= Hans R. Beierlein =

German music manager and publisher (1929–2022)

Hans Rudolf Beierlein (April 19, 1929 – August 5, 2022) was a German music journalist, manager and publisher.

==Biography==
Beierlein was born in Nuremberg and later resided in Munich. He was involved in the creation of several television programs in Germany, including Eating like God in Germany and Grand Prix der Volksmusik.

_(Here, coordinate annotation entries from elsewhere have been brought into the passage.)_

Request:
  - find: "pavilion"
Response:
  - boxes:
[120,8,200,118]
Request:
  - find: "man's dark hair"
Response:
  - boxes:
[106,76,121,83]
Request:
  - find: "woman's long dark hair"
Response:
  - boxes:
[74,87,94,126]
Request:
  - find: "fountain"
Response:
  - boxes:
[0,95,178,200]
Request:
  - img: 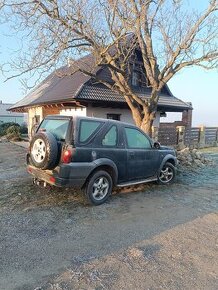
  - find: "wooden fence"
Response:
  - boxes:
[156,126,218,147]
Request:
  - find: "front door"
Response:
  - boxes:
[124,127,159,180]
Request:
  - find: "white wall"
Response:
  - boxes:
[60,108,87,116]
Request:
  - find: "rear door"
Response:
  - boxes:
[124,126,160,180]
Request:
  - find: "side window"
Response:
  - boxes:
[125,128,151,149]
[79,120,101,142]
[102,126,117,146]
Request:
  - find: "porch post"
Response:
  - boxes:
[199,126,206,148]
[151,126,158,141]
[176,126,185,149]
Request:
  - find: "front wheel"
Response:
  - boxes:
[85,170,113,205]
[158,162,176,184]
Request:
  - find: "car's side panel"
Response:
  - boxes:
[127,148,160,180]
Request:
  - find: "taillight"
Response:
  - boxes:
[61,149,72,163]
[49,176,55,183]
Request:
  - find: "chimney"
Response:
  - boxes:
[182,102,192,128]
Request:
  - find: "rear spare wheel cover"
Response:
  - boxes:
[31,138,46,163]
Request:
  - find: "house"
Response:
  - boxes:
[0,100,25,125]
[10,55,192,132]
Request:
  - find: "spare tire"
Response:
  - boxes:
[30,132,58,169]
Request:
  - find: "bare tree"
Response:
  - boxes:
[0,0,218,134]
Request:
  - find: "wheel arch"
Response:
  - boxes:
[158,154,177,173]
[82,158,118,188]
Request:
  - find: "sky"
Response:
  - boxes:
[0,0,218,126]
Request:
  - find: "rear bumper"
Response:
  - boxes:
[27,165,86,188]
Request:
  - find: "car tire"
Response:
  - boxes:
[85,170,113,205]
[158,162,176,184]
[30,132,58,170]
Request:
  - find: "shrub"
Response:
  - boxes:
[6,125,21,141]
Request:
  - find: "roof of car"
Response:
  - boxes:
[45,115,136,127]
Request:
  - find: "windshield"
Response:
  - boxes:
[38,119,69,141]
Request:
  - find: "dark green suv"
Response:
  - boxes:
[27,115,177,205]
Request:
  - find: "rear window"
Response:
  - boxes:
[38,119,69,141]
[79,120,101,142]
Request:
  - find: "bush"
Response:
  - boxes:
[6,125,21,141]
[0,122,20,136]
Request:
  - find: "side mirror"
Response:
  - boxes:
[153,141,160,149]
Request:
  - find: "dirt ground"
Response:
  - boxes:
[0,143,218,290]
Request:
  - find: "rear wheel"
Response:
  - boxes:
[85,170,113,205]
[158,162,176,184]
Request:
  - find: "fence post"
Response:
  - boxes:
[176,126,185,149]
[215,127,218,146]
[152,126,158,141]
[199,126,206,148]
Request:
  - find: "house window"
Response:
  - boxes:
[107,114,121,121]
[132,71,140,87]
[125,128,151,149]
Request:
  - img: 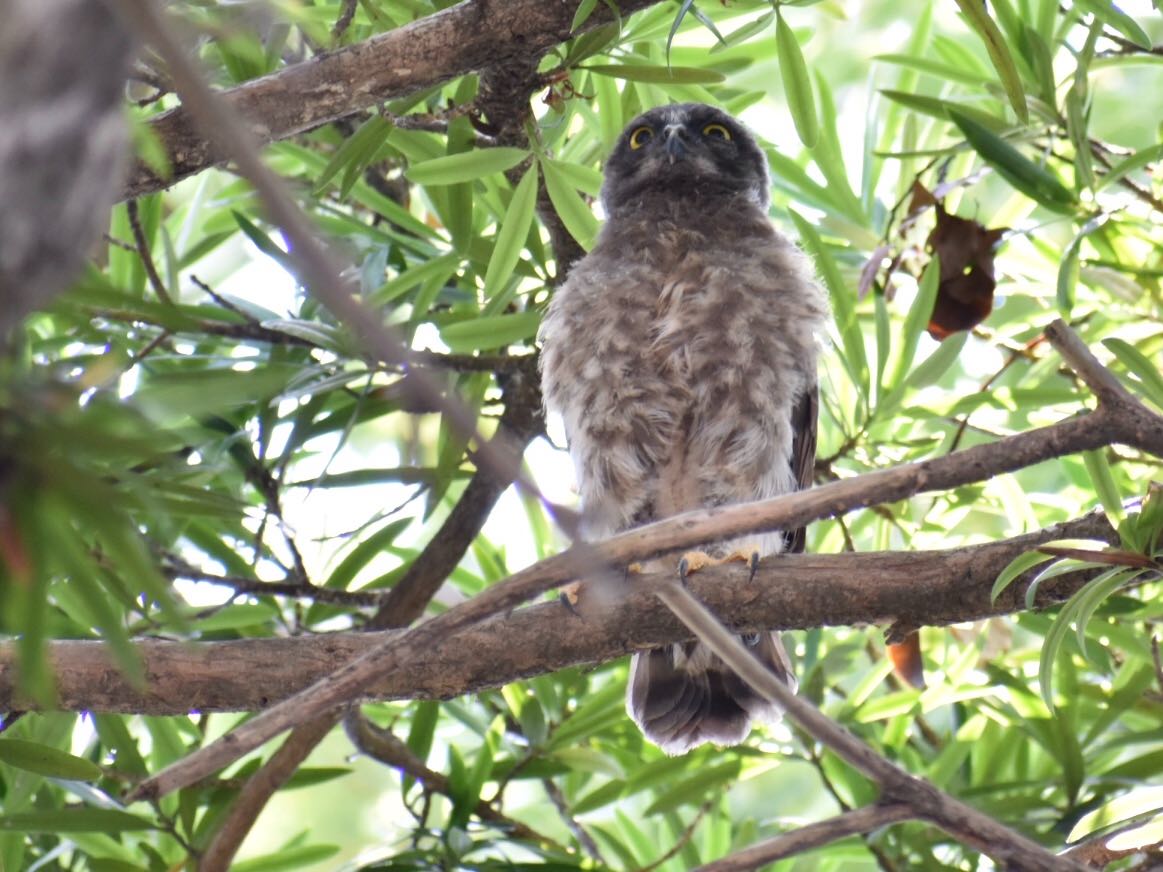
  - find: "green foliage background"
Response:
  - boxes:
[0,0,1163,870]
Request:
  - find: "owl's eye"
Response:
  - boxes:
[702,124,730,142]
[630,127,654,149]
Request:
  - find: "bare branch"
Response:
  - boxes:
[198,713,340,872]
[657,579,1083,872]
[123,0,658,198]
[698,802,918,872]
[0,515,1114,714]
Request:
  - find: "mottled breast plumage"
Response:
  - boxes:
[541,105,828,751]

Beierlein's career breakthrough came with the discovery of Udo Jürgens in 1963, whose subsequent win at the Eurovision Grand Prix in 1966 with "Merci Chérie" propelled him to stardom. The professional relationship between Jürgens and Beierlein ended in the late 1970s, leading to legal disputes, though they eventually reconciled 17 years later.

Beierlein had a particular interest in folk music, which he considered to be music for the people. Following the fall of the Berlin Wall, he managed the careers of several folk artists, including Stefanie Hertel, and worked with Stefan Mross and Florian Silbereisen. He founded the Grand Prix der Volksmusik in 1986. Beierlein also promoted French musicians like Charles Aznavour and Johnny Hallyday in German-speaking countries and was involved in trading football rights.

Beierlein retired in 2014, selling rights to approximately 5,000 music titles to BMG. was described by Der Spiegel as the "Bavarian Goldfinger" and the "Great White Shark in Wonderland".

After his death, Beierlein's ashes were interred by his adopted daughter, Bizzi Nießlein, in a cemetery in Schliersee, Upper Bavaria, where he owned a villa.